You can tell whether the complement of the knot fibers over $S^1$ (that is, can you decompose it into a circle's worth of punctured surfaces?) and many other cool questions.
Do you mind if I just wholesale quote you on this stuff? I think it would be good to do a correction post anyway, and knowing very little I'm not sure how well I could paraphrase. XD
If you know that that map is continuous, @Vrouvrou, you're done, since $T = \tilde{T}\circ \pi$, where $\pi$ is the canonical projection onto $E/\ker T$.
Feel free. I am not really a knot theorist, so I am out of date about what we can do now and what we can't. I think some of the currently favorite questions are "What is the 4-dimensional genus of a knot?" and "What is the unknotting number of a knot?", though there are many many many many more.
It's the minimal genus of a surface it bounds in $B^4$.
Thinking of $S^3$ as the boundary of $B^4$.
I should really be careful, because there are two different kinds of 4-dimensional genus: smooth and topological. I'm thinking about smooth, though topological I think is also hard to access.
One of the postdocs at UCLA told me this charming fact. There are things we still don't know about the trefoil! In fact, there are two trefoils: the left-handed one, and the right-handed one.
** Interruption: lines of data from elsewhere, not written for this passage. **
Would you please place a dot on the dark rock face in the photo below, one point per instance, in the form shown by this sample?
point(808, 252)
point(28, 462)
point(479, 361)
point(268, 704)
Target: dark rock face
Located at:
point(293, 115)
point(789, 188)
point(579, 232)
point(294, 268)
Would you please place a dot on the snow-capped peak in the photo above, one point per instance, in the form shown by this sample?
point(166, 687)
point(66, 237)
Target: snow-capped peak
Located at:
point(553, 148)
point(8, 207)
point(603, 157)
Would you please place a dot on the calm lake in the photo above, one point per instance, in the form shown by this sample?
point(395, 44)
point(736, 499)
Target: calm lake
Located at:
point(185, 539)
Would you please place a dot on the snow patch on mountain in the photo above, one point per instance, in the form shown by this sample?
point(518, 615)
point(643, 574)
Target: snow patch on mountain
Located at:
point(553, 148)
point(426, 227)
You can do something called the "Whitehead double" to a knot $K$. Kristen Hendricks told me that the Whitehead double of the left-handed trefoil is known to have smooth 4-ball genus zero. (That's known as being "smoothly slice" - it bounds a smooth disc in the 4-ball.)
This is open for the whitehead double of the right-hand trefoil!
I do believe that it's known to be topologically slice, but not yet known to be smoothly so.
Hm, perhaps I have a skewed impression because I mostly know about knots from talks, and at talks it makes sense that they would advertise the topology/geometry applications.
Actually I don't think we even have a knot theorist at UMN :/
I know Tyler Lawson wrote a great paper with someone moving to UCLA about knot theory last year :) But, glancing through your directory, I believe with you.